У меня тогда была игрушка-болванчик и я его тебе отдать хотел. Ты помнишь?
-- А помнишь ты, -- сказала Наташа с задумчивой улыбкой, как давно,
давно, мы еще совсем маленькие были, дяденька нас позвал в кабинет, еще в
старом доме, а темно было -- мы это пришли и вдруг там стоит…
-- Арап, -- докончил Николай с радостной улыбкой, -- как же не помнить?
Я и теперь не знаю, что это был арап, или мы во сне видели, или нам
рассказывали.
-- Он серый был, помнишь, и белые зубы -- стоит и смотрит на нас…
-- Вы помните, Соня? -- спросил Николай…
-- Да, да я тоже помню что-то, -- робко отвечала Соня…
-- Я ведь спрашивала про этого арапа у папа и у мама, -- сказала
Наташа. -- Они говорят, что никакого арапа не было. А ведь вот ты помнишь!
-- Как же, как теперь помню его зубы.
-- Как это странно, точно во сне было. Я это люблю.
-- А помнишь, как мы катали яйца в зале и вдруг две старухи, и стали по
ковру вертеться. Это было, или нет? Помнишь, как хорошо было?
-- Да. А помнишь, как папенька в синей шубе на крыльце выстрелил из
ружья. -- Они перебирали улыбаясь с наслаждением воспоминания, не грустного
старческого, а поэтического юношеского воспоминания, те впечатления из
самого дальнего прошедшего, где сновидение сливается с действительностью, и
тихо смеялись, радуясь чему-то.
Соня, как и всегда, отстала от них, хотя воспоминания их были общие.
Соня не помнила многого из того, что они вспоминали, а и то, что она
помнила, не возбуждало в ней того поэтического чувства, которое они
испытывали. Она только наслаждалась их радостью, стараясь подделаться под
нее.
Она приняла участие только в том, когда они вспоминали первый приезд
Сони. Соня рассказала, как она боялась Николая, потому что у него на
курточке были снурки, и ей няня сказала, что и ее в снурки зашьют.
-- А я помню: мне сказали, что ты под капустою родилась, -- сказала
Наташа, -- и помню, что я тогда не смела не поверить, но знала, что это не
правда, и так мне неловко было.
Во время этого разговора из задней двери диванной высунулась голова
горничной. -- Барышня, петуха принесли, -- шопотом сказала девушка.

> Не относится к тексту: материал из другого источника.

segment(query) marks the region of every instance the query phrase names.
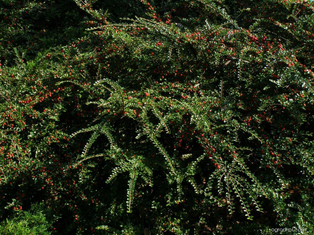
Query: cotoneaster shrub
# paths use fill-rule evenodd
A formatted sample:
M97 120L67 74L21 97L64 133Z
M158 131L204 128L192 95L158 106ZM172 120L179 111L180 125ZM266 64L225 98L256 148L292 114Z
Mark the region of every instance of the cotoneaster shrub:
M80 37L2 43L2 219L43 202L52 234L312 233L312 3L68 2L45 4Z

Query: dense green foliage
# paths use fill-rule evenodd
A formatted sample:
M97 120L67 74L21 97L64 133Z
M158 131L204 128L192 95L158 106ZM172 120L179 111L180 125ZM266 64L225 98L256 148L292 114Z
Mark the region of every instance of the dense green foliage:
M0 234L314 232L312 3L0 8Z

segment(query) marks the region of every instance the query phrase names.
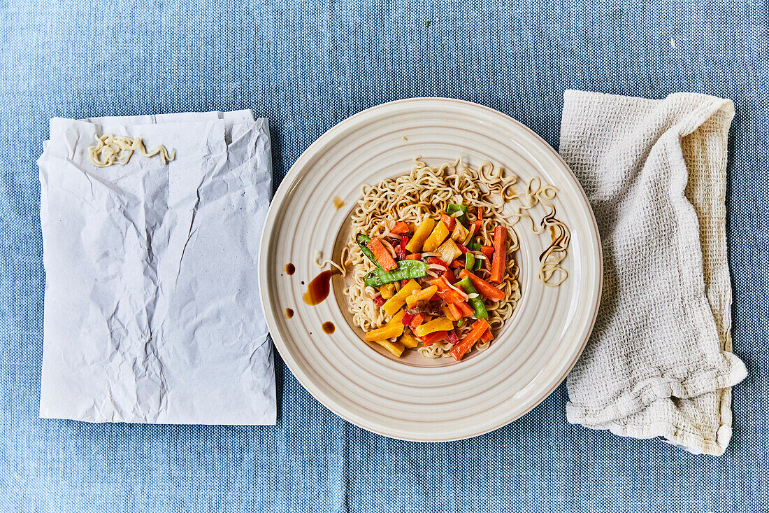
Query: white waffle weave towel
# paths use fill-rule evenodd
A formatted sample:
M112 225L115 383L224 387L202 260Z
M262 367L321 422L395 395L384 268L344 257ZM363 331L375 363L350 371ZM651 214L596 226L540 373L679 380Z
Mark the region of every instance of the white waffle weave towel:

-- Не надо, Поля, вели отнести, -- сказала Наташа.
В середине разговоров, шедших в диванной, Диммлер вошел в комнату и
подошел к арфе, стоявшей в углу. Он снял сукно, и арфа издала фальшивый
звук.
-- Эдуард Карлыч, сыграйте пожалуста мой любимый Nocturiene мосье
Фильда, -- сказал голос старой графини из гостиной.

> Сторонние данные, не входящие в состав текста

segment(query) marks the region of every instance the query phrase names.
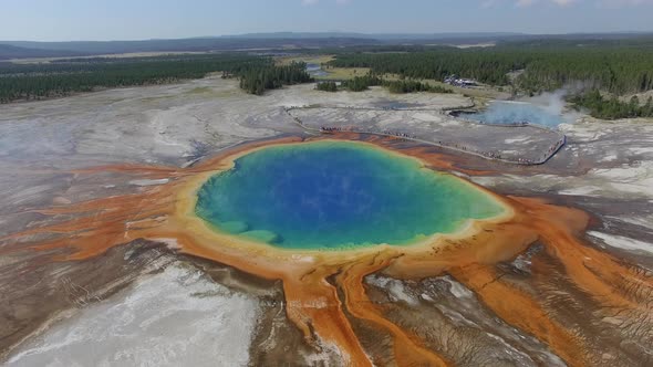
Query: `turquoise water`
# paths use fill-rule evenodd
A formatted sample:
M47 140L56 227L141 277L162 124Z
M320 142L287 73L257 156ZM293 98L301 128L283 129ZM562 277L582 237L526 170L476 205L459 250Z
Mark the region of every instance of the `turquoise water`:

Диммлер взял аккорд и, обратясь к Наташе, Николаю и Соне, сказал: --
Молодежь, как смирно сидит!
-- Да мы философствуем, -- сказала Наташа, на минуту оглянувшись, и
продолжала разговор. Разговор шел теперь о сновидениях.
Диммлер начал играть. Наташа неслышно, на цыпочках, подошла к столу,
взяла свечу, вынесла ее и, вернувшись, тихо села на свое место. В комнате,
особенно на диване, на котором они сидели, было темно, но в большие окна
падал на пол серебряный свет полного месяца.

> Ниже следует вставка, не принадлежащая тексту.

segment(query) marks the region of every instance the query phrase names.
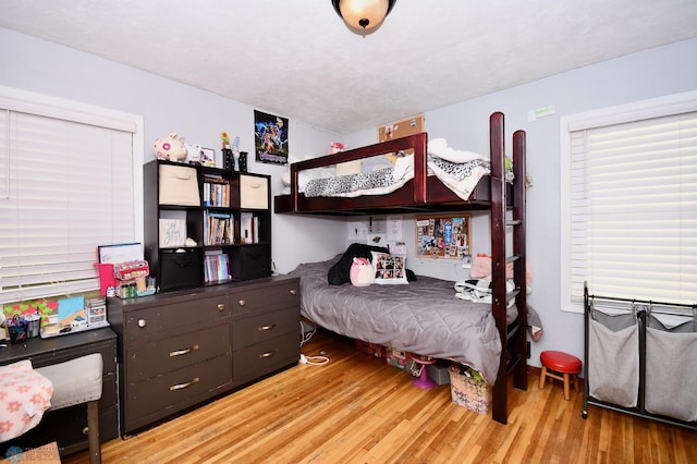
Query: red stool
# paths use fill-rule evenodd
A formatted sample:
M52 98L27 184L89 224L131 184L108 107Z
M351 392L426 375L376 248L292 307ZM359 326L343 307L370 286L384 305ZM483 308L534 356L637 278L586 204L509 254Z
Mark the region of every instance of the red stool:
M580 373L580 359L561 351L543 351L540 353L542 373L540 374L540 389L545 388L547 377L564 382L564 400L571 400L570 377L574 376L574 390L578 391L578 373ZM552 370L552 373L550 373ZM559 374L561 374L561 376Z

-- Знаешь, я думаю, -- сказала Наташа шопотом, придвигаясь к Николаю и
Соне, когда уже Диммлер кончил и все сидел, слабо перебирая струны, видимо в
нерешительности оставить, или начать что-нибудь новое, -- что когда так
вспоминаешь, вспоминаешь, все вспоминаешь, до того довоспоминаешься, что
помнишь то, что было еще прежде, чем я была на свете…
-- Это метампсикова, -- сказала Соня, которая всегда хорошо училась и
все помнила. -- Египтяне верили, что наши души были в животных и опять
пойдут в животных.
-- Нет, знаешь, я не верю этому, чтобы мы были в животных, -- сказала
Наташа тем же шопотом, хотя музыка и кончилась, -- а я знаю наверное, что мы
были ангелами там где-то и здесь были, и от этого все помним…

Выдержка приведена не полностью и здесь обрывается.